Он сам насыпал ей сахар, сам размешал. И все — на ноте странного полуукора, как будто она явилась домой с тремя двойками по самым важным предметам.

— Ну, так что? — он взглянул на часы на стене. — Будем разговаривать?

— Да, — она отодвинула чашку.

Несколько мгновений смотрели друг на друга.

— Ну, давай тогда… Начинай, да? — он то ли шутил, то ли злился. Странное у него было лицо в этот момент.

— Что начинать?

— Раздевайся, я не знаю…

***

— Иди сюда! — позвал жаркий голос из темноты.

Лена сделала несколько шагов навстречу голосу. Ей было страшно до чертиков, и ей очень хотелось туда, к голосу. И она прекрасно знала, что кроме голоса там есть еще губы Андрея, она уже успела запомнить их фактуру, запах, температуру, всегда довольно низкую, приятный холодок. Еще у Андрея были руки, и кроме этих рук Лены касались только руки ее мамы и ее самой, Лены, руки. Касались, но не значили так много.

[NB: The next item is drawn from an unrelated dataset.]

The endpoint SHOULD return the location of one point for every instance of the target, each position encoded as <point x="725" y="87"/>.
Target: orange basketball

— Только ничего не говори, ладно?

— Ладно.

— Дай руку.

— На…

— Оп-па!

Он дернул ее и бросил рядом, на невидимое хозяйское ложе. Посмеялись, потолкались, побили друг друга подушками, еле различимыми в темноте, но довольно твердыми на ощупь. Потом Андрей, точнее, его лунная, ночная версия, силуэт стал крайне серьезен, отбросил подушки в сторону, и не успели они еще гулко шлепнуться на пол, как рука Лены снова оказалась в плену.

— Ты ведь хочешь этого, правда?

Андрей мял ее пальцы, его рука нагревалась, пускала соки, вздрагивала.

— Хочешь этого, правда?

— Не знаю…

— Конечно, хочешь! Я ведь тебе нравлюсь, да? Нравлюсь?

— Да…

— А ты мне… Ты такая… Умная… Мне так… Так хочется тебя целовать!

— Не надо… Пожалуйста…

— Ну, подожди, подожди…

— Не надо…

— Хорошо…

Оказывается, они целовались, как взрослые, лежа, обнимаясь, шаря руками. Мысли Лены категорически не поспевали за чувствами, и все очевиднее становились их врагами. Потому что чувствам нравилось все: темнота, руки, шепот, сладость и нереальность происходящего, фонтаны оживших фантазий, которые хлестали из каждой поры на коже…

***

Изумрудные индикаторы звука на дисплее магнитофона начали расти и набрали в высоту этажей двадцать, и каждый звук разбивал их на волны, капельки, шарики, которые разлетались и потихоньку заполняли все пространство. Пятно на потолке странно улыбалось, подмигивало, вело себя вызывающе. Да и сам потолок не отставал, гофрировался, стекал на стены, а они, конечно, не выдерживали такой тяжести и прогибались, лопались.